Nous exprimons une crainte : « Et si quelqu’un nous voyait ? ». Elle éclate de rire : « C’est donc ta première fois ? ». « Oui, je suis juste de passage », avons-nous répondu. « Alors, allons sur le chantier du marché. Il y a des cartons là-bas, mais tes habits seront sales », nous suggère S. Kanté. A notre question de savoir s’il y avait un gardien sur le site, notre interlocuteur, s’agace : « Quel gardien ? Il n’y a ni lumière, ni gardien. Allez, faisons vite ! Je fais ce métier ici depuis 9 ans », concède-t-elle.
Partout, sauf à domicile…
Pour contrecarrer son scénario du moment, vers la fin de la conversation, nous lui proposons de passer la nuit chez nous. Elle y oppose un refus catégorique : « Non, tu veux me tuer ou bien refuser de payer le matin ? Si tu veux dormir avec moi, allons dans un motel. Là-bas, c’est 40 000 GNF pour moi, et 35 000 GNF pour une heure de chambre », coupé-t-elle cours. Nous nous en détournons, pour une autre destination de notre reportage dans les marchés à bordel de Conakry.
Il est vers minuit. Nous mettons le cap sur Foulamadina, dans la commune de Sonfonia. Ici, tout se négocie autour d’un verre de vin. Les rencontres se font sur le pont ou en face de l’Université Général Lansana Conté, sous les manguiers. L’alcool et la musique y coulent à flots.
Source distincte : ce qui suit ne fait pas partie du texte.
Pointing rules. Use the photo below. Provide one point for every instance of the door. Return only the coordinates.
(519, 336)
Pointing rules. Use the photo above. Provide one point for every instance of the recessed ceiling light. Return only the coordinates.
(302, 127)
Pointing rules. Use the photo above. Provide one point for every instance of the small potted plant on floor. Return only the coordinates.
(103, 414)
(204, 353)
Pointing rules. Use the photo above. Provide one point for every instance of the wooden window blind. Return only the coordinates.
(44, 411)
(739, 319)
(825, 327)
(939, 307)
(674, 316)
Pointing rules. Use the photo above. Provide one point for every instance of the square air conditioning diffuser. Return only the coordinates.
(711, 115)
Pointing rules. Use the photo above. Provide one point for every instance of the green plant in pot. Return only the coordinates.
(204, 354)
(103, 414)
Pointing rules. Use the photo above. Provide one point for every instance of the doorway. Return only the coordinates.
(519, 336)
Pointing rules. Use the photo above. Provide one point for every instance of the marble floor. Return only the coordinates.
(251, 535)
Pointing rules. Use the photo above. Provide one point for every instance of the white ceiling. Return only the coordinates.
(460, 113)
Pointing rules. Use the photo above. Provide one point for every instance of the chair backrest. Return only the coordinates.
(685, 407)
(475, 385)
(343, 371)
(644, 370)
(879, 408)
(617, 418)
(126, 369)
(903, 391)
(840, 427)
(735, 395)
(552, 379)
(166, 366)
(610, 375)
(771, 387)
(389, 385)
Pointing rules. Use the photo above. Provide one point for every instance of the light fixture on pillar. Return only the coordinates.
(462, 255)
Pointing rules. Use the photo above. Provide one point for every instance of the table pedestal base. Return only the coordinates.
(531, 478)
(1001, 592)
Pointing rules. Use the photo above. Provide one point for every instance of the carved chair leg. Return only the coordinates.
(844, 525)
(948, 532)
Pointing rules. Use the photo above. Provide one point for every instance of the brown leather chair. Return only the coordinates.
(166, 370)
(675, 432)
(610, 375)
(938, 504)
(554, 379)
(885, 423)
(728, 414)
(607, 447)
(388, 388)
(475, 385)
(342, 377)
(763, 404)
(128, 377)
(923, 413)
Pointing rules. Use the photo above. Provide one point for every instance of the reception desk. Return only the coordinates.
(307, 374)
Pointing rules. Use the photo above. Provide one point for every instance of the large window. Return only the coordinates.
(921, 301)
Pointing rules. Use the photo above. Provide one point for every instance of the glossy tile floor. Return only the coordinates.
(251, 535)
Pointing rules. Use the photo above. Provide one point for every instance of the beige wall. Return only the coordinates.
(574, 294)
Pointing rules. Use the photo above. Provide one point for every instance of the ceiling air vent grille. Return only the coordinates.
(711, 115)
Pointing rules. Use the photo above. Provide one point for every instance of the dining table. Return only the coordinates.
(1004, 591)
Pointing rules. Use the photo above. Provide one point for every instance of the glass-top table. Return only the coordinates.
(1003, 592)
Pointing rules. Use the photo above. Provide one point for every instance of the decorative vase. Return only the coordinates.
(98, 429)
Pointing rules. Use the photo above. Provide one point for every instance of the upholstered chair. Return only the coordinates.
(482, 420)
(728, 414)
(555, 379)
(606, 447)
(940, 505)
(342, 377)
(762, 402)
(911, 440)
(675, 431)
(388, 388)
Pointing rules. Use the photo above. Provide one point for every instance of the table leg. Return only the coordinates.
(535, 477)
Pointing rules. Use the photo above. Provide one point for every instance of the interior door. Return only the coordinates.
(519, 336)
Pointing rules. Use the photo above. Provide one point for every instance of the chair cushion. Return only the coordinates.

Après plusieurs minutes d’observation, nous abordons une jeune femme au corps largement exposé, de la poitrine aux pieds. Elle accepte notre proposition pour 50 000 GNF l’heure dans un motel des environs. A défaut, c’est 30 000 GNF pour une partie rapide de 15 minutes au bord du marigot tout près.
Les chuchotements des fantômes du sexe !
Puis, nous arrivons au marché de Sonfonia. Pour identifier les travailleuses du sexe, il faut s’aventurer vers les environs d’une unité industrielle, juste après les rails en direction de l’école de la Gendarmerie. Ici, elles sont accueillies dans des maisons bien connues comme »Kalawô », »Galey Keysey » ou »Fais vite », situées le long des rails. Il suffit qu’un client achète une bouteille, alcoolisée ou non, et le tour est joué pour quelques minutes de plaisir tarifé.
Dans ces pièces sombres, seuls des chuchotements se font entendre. Les visages sont indéchiffrables, seuls les corps se devinent derrière des rideaux. La lumière y est proscrite. Certains habitués nous prenons pour un client…sérieux, et ne s’étonnent pas de nous voir arpenter ces couloirs obscurs, un véritable labyrinthe du sexe.
Vous l’aurez compris ! Malgré les démantèlements et les déclarations des autorités, la prostitution continue de prospérer dans les marchés de Kiroty, Koloma, Foulamadina et autres. Il s’adapte, se déplace, mais ne disparaît pas. À Conakry, comme ailleurs, la prostitution semble toujours avoir une longueur d’avance sur les politiques de répression.